Unpopular and long-tail items (songs) lack user interaction data. For recommendation systems that mainly rely on behavioral data, it is very difficult to achieve accurate distribution. The ideal situation is to allow a small part of the traffic to be used for exploration and distribution, and to accumulate data during exploration. However, online traffic is very precious, and exploration often easily damages the user experience. As a role that is directly responsible for business indicators, recommendations do not allow us to do too many uncertain explorations for these long-tail items.
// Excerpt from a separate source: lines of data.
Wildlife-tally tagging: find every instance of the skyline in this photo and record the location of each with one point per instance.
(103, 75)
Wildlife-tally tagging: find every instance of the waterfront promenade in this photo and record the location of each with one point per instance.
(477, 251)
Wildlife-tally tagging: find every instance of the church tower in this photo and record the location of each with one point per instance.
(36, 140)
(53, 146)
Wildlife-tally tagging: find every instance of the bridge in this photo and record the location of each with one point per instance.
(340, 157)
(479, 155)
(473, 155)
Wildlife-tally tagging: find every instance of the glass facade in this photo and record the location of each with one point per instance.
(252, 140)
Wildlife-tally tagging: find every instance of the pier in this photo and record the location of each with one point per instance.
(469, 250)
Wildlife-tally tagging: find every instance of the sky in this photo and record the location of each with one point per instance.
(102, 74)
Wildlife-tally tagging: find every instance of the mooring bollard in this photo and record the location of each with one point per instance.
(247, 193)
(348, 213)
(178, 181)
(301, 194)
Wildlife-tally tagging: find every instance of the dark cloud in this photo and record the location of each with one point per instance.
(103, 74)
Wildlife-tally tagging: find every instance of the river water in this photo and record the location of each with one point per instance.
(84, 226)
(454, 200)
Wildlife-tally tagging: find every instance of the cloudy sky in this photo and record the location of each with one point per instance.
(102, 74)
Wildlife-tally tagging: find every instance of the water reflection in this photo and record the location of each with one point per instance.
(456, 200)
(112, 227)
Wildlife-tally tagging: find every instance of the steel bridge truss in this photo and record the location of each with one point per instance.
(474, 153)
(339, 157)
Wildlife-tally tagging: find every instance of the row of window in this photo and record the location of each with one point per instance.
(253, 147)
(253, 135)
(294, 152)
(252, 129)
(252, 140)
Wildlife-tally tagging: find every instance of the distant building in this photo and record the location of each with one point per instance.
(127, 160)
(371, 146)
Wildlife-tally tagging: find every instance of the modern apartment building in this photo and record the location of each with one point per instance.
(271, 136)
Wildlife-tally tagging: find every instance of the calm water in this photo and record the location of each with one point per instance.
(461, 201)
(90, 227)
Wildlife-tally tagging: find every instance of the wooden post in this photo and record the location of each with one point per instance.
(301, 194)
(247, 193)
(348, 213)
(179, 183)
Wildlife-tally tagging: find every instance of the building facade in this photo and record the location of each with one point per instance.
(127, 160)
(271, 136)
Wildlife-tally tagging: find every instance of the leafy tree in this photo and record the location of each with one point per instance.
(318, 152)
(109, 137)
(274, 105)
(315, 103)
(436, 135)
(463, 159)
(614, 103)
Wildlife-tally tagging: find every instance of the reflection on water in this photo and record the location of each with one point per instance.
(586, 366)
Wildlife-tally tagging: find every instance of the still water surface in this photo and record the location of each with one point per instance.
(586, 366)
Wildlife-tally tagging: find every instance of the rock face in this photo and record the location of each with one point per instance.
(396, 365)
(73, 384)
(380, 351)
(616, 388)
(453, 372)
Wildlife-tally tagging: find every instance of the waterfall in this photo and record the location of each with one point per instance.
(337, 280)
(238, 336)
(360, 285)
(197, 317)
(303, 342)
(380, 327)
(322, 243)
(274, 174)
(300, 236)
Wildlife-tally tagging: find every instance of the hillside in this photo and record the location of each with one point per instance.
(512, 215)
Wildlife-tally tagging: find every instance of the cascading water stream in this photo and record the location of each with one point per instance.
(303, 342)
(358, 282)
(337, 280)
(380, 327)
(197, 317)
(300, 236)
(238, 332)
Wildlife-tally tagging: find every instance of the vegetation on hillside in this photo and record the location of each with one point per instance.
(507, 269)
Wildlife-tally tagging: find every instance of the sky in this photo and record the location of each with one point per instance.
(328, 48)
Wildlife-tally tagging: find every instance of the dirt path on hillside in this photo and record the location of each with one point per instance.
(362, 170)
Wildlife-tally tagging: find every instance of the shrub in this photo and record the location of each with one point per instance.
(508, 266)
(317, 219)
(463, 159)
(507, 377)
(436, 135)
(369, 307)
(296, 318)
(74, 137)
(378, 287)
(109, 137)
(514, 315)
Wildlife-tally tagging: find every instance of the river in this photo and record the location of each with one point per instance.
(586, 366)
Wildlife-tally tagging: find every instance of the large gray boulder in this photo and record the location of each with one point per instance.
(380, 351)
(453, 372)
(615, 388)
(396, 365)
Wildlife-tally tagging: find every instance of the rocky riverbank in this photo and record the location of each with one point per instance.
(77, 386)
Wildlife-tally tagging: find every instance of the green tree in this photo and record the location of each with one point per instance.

Therefore, we need to be able to find the potential target users of the item more accurately from the beginning, that is, cold start the item with zero interaction records.
2. Technical solutions: feature selection, model modeling
Next, I will share the technical solutions adopted by Cloud Music.
The core problem is how to find the potential target users of the cold start project. We divide the question into two parts:
What other effective information about the cold start project can be used as features to help us distribute it without the user clicking to play? Here we use the multi-modal features of music
How to use these features to model cold start distribution? To address this, we will share two main modeling solutions:
- I2I modeling: Self-guided contrastive learning enhanced cold start algorithm.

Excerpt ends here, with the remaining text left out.